My internship is finished, and I'm back in Gettysburg for my final year of seminary. That means I'm well on my way to the process known as assignment.
I know I have many friends and family members who want to know how this process works. I'll be using the blog as a central place to find out the steps along this journey, from from approval to assignment to first call. It'll also give me a chance to let you all know how the decisions come down for me. And if there are any seminarians out there reading this, I hope it's a resource to you in what to expect from your senior year.
This is Part One. Check out Part Two, on the assignment process, and Part Three, on assignment paperwork.
Part One: The Approval Essay
A huge part of the road to becoming a pastor (or another rostered leader, such as an Associate in Ministry or a Diaconal Minister) is the candidacy process. Theologically, the church understands that call is not only a personal, internal feeling, but that there is also an external call that comes from the Christian community. Practically, we also want to make sure that the people who are leaders in the church are appropriate for that role. Both of these needs are filled by the candidacy committees - one in each synod. There are three stages of candidacy: entrance (before you begin seminary), endorsement (before you go on internship), and approval (before assignment and ordination). Each stage includes an essay and an interview with the committee, as well as other requirements that vary between the stages.
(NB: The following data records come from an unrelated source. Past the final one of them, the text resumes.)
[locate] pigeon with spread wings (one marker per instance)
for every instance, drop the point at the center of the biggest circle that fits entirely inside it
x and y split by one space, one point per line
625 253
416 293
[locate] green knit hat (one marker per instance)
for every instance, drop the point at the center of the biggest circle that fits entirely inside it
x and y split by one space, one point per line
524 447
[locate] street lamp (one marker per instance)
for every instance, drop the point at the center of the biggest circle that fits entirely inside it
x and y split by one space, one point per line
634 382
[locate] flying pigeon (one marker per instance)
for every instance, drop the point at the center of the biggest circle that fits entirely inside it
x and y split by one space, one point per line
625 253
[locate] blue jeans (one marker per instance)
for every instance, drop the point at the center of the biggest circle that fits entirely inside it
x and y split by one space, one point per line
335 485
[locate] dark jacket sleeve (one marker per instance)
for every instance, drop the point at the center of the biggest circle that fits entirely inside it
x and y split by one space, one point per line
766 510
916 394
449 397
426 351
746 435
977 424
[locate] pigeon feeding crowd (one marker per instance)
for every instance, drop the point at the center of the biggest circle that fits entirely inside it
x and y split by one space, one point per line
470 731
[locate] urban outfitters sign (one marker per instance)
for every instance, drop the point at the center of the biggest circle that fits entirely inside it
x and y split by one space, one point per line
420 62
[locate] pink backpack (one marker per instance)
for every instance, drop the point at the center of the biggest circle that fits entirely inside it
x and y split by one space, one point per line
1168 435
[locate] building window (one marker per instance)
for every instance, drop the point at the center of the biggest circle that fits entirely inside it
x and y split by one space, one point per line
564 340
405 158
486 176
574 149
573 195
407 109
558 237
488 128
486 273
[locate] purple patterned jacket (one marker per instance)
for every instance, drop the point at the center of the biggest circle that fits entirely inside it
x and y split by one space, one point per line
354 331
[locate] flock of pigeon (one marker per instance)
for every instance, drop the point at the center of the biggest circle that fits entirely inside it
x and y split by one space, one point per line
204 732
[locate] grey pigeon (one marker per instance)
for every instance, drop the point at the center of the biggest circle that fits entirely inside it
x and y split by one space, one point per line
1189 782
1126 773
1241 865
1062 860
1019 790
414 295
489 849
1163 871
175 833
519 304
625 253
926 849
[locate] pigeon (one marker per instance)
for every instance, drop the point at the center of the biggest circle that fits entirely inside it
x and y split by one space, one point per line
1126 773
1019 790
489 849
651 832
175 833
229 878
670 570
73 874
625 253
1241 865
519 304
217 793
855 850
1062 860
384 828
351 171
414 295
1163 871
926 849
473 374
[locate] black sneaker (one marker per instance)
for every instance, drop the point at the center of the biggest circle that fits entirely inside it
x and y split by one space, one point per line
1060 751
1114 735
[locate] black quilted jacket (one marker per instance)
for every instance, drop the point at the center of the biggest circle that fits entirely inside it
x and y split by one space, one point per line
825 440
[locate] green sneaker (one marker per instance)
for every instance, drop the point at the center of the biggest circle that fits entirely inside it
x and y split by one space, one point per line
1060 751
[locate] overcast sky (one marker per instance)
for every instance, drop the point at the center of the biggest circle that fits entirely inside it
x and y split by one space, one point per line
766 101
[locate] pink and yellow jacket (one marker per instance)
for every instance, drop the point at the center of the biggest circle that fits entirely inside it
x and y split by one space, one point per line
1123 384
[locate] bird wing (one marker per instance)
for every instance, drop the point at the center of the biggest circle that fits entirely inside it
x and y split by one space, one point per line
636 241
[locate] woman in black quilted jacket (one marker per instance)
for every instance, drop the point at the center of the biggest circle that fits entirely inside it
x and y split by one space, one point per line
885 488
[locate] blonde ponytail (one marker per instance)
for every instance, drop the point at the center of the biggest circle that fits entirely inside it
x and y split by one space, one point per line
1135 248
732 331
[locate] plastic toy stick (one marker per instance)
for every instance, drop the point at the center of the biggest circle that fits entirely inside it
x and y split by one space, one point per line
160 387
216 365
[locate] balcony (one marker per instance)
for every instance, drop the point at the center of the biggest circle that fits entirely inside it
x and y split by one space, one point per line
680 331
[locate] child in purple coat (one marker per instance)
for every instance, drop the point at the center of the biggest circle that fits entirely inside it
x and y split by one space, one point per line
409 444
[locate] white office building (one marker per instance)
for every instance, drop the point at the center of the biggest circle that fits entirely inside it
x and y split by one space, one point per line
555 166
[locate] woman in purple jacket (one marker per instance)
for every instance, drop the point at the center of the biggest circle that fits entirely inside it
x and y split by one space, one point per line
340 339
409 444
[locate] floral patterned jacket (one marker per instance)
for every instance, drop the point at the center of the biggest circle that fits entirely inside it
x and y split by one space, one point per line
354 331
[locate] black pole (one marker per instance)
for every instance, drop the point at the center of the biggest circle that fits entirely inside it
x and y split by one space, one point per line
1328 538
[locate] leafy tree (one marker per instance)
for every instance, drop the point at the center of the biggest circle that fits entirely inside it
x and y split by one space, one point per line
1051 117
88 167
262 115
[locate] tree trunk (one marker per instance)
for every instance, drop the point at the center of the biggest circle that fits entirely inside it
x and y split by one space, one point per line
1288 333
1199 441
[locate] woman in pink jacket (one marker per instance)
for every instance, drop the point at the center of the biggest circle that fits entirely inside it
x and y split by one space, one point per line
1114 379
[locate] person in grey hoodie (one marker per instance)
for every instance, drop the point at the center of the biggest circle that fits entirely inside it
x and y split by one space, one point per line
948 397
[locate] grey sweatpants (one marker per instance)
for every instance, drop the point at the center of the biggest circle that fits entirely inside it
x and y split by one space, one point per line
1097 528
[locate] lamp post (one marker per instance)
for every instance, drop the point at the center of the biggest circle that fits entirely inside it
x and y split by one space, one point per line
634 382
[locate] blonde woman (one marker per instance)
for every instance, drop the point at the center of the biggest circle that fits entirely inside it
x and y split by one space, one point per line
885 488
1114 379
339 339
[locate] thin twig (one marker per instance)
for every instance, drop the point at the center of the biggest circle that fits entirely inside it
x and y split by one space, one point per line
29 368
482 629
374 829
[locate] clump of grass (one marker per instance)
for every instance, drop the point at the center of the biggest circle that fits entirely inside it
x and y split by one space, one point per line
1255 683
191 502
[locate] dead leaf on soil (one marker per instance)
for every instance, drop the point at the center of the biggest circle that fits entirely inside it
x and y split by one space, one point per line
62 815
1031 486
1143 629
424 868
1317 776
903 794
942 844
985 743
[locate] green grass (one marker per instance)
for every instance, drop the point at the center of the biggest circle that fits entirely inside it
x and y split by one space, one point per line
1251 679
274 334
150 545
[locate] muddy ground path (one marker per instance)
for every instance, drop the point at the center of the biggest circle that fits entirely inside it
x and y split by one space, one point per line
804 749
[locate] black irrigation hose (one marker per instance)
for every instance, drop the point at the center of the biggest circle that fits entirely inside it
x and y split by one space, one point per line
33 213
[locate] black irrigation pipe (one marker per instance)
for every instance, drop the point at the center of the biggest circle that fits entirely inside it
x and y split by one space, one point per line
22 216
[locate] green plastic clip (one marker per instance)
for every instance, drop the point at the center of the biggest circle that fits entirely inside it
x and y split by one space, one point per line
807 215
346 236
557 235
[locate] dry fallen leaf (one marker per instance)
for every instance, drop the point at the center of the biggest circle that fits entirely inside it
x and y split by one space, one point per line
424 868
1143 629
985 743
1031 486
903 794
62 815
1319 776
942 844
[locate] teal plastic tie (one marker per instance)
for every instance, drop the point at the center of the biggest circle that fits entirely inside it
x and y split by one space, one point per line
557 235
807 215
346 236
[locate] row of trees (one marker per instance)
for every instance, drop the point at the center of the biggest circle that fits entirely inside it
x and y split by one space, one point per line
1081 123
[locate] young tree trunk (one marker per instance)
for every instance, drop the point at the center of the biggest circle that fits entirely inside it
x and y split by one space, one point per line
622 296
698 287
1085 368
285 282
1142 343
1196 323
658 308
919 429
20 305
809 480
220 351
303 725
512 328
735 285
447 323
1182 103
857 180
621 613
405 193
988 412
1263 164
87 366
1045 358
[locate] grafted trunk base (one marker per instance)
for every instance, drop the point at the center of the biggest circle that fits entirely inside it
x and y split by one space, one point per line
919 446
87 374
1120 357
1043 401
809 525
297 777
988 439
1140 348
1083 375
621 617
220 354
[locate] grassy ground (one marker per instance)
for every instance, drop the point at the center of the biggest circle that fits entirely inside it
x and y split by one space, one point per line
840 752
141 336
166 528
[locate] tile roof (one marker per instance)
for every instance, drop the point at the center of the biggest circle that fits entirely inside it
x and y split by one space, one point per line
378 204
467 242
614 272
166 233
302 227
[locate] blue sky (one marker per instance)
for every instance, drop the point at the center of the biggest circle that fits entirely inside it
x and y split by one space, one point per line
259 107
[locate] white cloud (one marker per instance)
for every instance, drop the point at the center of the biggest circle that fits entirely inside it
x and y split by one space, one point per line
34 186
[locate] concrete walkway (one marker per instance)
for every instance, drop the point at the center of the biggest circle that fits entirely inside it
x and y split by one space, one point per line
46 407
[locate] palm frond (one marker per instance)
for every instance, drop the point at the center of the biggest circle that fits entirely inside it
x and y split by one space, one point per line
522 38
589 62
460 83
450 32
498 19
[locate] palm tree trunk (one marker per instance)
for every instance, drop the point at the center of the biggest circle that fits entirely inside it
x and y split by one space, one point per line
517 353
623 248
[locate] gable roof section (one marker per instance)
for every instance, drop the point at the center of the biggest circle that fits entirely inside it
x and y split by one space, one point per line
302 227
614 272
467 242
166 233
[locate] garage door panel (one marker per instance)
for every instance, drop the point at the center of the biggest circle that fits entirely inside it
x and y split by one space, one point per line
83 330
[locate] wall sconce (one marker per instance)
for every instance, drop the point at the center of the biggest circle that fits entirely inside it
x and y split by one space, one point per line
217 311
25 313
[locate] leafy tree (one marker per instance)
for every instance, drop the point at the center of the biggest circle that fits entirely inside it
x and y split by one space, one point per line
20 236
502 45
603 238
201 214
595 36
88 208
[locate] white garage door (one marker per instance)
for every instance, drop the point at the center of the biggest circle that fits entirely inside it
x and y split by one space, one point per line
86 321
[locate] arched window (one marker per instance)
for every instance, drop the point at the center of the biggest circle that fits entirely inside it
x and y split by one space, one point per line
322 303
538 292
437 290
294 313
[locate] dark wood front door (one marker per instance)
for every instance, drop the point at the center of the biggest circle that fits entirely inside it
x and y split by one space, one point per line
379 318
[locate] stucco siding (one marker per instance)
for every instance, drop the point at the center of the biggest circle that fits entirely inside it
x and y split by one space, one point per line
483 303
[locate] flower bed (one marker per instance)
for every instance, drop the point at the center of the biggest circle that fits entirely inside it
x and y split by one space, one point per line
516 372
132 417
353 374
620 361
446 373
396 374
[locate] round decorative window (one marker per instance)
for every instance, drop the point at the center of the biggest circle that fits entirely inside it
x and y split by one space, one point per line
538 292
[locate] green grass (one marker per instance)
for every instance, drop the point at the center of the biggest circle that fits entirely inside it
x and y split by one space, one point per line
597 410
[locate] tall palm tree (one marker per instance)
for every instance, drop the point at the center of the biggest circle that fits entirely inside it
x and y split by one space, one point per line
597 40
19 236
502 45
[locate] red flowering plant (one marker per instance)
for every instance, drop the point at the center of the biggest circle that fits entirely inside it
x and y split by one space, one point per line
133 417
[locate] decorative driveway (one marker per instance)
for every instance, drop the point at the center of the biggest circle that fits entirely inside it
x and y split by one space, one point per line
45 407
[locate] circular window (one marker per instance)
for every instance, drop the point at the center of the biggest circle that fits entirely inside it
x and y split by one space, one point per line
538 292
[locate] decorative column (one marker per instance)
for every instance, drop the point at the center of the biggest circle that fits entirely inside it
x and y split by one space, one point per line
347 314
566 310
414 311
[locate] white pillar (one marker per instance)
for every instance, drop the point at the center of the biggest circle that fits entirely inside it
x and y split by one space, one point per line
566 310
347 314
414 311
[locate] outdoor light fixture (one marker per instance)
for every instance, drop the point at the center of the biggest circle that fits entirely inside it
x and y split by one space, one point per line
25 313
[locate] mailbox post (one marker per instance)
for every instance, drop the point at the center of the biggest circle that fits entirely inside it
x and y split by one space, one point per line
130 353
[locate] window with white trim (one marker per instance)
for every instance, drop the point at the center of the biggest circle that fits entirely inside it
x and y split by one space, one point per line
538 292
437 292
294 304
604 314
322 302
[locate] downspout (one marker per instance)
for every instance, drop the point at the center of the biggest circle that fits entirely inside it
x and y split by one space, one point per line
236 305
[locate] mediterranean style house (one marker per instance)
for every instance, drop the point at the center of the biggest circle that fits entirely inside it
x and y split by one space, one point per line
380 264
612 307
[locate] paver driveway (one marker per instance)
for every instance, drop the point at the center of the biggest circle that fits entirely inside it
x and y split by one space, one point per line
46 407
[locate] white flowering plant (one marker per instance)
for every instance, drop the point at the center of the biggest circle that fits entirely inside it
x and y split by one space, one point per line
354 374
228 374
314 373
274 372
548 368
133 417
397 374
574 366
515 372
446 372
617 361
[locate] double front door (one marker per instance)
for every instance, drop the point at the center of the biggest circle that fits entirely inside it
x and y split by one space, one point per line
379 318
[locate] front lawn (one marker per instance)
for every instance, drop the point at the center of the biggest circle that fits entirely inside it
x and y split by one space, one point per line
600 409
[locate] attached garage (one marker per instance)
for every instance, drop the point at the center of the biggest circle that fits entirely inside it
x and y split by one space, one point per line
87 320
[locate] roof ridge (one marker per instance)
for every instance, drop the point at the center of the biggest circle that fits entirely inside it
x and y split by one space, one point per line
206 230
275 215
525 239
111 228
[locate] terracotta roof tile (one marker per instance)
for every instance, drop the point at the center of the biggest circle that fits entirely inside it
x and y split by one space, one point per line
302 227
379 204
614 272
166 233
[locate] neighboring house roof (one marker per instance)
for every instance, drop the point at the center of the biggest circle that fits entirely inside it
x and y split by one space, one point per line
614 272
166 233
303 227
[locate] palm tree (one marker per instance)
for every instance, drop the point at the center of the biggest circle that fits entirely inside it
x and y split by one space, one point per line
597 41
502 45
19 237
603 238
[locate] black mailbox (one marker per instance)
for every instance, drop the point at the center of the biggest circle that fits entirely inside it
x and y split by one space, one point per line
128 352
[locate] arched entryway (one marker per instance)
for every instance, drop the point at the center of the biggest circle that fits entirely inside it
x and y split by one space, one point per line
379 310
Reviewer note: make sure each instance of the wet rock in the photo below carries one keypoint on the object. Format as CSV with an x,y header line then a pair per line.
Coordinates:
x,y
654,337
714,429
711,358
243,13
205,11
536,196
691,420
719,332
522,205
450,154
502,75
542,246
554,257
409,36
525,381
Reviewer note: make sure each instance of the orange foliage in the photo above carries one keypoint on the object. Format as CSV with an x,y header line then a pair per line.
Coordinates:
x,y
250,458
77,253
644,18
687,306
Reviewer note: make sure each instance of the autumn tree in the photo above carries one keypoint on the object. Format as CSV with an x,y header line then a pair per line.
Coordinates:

At this point, my classmates and I have already received a positive decision for entrance and endorsement. Now we're preparing for approval. Right now, that means we're writing an approval essay that will be submitted to our candidacy committee and our seminary. The topic for the approval essay changes from year to year. This year, we've been asked to consider cultural and demographic changes that are affecting the church. The essay includes reflection on our internship site, a sermon, and consideration of our leadership abilities.
The approval essay is due at the end of the summer. Once the fall semester begins, we'll have a faculty approval panel -- an interview with two members of the faculty to discuss our theological ability and our readiness for practical ministry. The faculty makes a recommendation to the candidacy committee about our approval decision. Then each approval candidate meets with his or her candidacy committee for the approval interview. Some of these interviews will be happening as soon as October; mine isn't until January. The candidacy committee will make the final decision as to whether the candidate is approved for ordination. If you're approved, then you can enter the assignment process.